Ankara Cumhuriyet Başsavcılığı, gözaltına aldıkları kişilere, istedikleri yönde ifade vermeleri için dayak, tehdit, hakarette bulunan, elektroşok uygulayan ve kuru sıkı tabancayla üzerlerine ateş ederek işkence yaptıkları iddia edilen 4 polise, 6-24 yıl arası hapis öngörülen işkence suçundan değil 1-3 yıl arası hapis öngörülen “basit yaralama” suçundan dava açtı.
Cumhuriyet'ten Kemal Göktaş'ın haberine göre soruşturma, uyuşturucu satıcısı olduğu iddiasıyla tutuklanan F.İ’nin avukatı Selen Vargün’ün verdiği suç duyurusu dilekçesi üzerine başladı. Vargün, F.İ’nin aylık 3 bin TL maaşla önemli bir kurumda uçak teknisyeni olarak çalıştığını, ancak tutuklanması nedeniyle işten çıkarıldığını belirtti.
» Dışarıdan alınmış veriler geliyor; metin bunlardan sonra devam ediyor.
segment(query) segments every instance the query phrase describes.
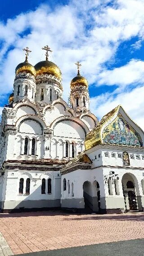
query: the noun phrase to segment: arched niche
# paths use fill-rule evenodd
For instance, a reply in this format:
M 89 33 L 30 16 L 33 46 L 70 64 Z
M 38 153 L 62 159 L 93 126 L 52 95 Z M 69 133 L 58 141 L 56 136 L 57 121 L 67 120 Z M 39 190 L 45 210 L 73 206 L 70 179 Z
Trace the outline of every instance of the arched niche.
M 42 134 L 42 127 L 37 121 L 27 119 L 20 122 L 18 131 L 22 133 Z
M 36 114 L 36 111 L 32 107 L 29 106 L 21 106 L 17 110 L 17 119 L 18 119 L 23 115 L 27 114 Z
M 93 129 L 95 126 L 95 123 L 94 120 L 89 115 L 83 115 L 81 120 L 86 123 L 90 130 Z
M 72 120 L 62 120 L 56 123 L 54 130 L 54 136 L 66 138 L 84 139 L 84 129 Z

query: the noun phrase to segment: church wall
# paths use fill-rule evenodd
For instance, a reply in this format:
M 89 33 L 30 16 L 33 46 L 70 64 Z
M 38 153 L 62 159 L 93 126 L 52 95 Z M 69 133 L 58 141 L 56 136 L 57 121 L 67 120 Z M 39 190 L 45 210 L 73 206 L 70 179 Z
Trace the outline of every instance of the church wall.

Müvekkilinin uyuşturucu kullandığı için tedavi olduğunu anlatan Vargün, arkadaşları E.E, İ.S.D, B.A ve İ.A ile uyuşturucu madde ticareti yaptıkları ve kullandıkları iddiasıyla Keçiören’de sivil polislerce yakalandıklarını kaydetti. Vargün, 6-7 sivil polisin kimlik göstermeden şüphelileri yere yatırdıklarını, ters kelepçe taktıklarını ve yerde iken tekmeleyip sürüklediklerini, halkın toplanması üzerine şüphelileri Emniyet’e ters istikametteki, MOBESE kameralarının olmadığı bir inşaat alanına götürdüğünü belirtti. Savcı Namık Kemal Saltık’ın hazırladığı iddianamede iddialara karşın polislerin suçunun işkence değil “yaralama” kapsamında görülmesi dikkat çekti.
Yargıtay birçok kararında “yaralama” suçundan verilen cezaları bozarak “işkence” suçundan ceza verilmesini istiyor. Engin Çeber davasında “Tokat veya tekme atma, bağırma, kızma, küfür, uyutmama” gibi fiillerin sistematik biçimde işlenmesi halinde işkenceden ceza verileceğine hükmetmişti. Ancak savcılıklar ve mahkemeler çoğunlukla işkence kapsamında ele alınması gereken davaları “yaralama” suçu kapsamında görerek işkence suçunun cezasız kalmasına neden oluyor.